Claude found her muse in nature, fashioning works that are more intimate, ornamental and baroque – as seen in her “Bambiloba” settee and oversized Ginkgo furniture. By adding artful aspects to functional objects, she aimed to enrich life by injecting art into the everyday. Claude and François-Xavier rejected mid-20th-century abstraction, preferring to represent real-life subjects in a unique surrealist style, reflecting their belief that “the supreme art is the art of living.”

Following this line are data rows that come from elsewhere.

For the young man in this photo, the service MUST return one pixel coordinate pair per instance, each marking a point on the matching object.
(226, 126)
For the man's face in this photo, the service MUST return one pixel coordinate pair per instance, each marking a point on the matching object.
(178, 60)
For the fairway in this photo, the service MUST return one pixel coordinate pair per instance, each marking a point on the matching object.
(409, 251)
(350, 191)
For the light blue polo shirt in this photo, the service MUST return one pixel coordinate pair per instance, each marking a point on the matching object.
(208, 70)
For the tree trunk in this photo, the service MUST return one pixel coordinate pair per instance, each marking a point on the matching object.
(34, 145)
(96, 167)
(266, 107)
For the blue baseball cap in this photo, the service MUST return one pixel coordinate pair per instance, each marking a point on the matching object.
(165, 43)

What unites Les Lalanne with Alberto and Diego Giacometti is that they fused sculpture with utilitarian, functional design; not to be treated with kid gloves, we touch them, open them, sit or lie on them, and even bathe in them. It was a truly revolutionary approach, combining technical expertise with unbridled creativity, and in doing so, blurring the boundaries between form and function, creating works that are universal and speak to us all.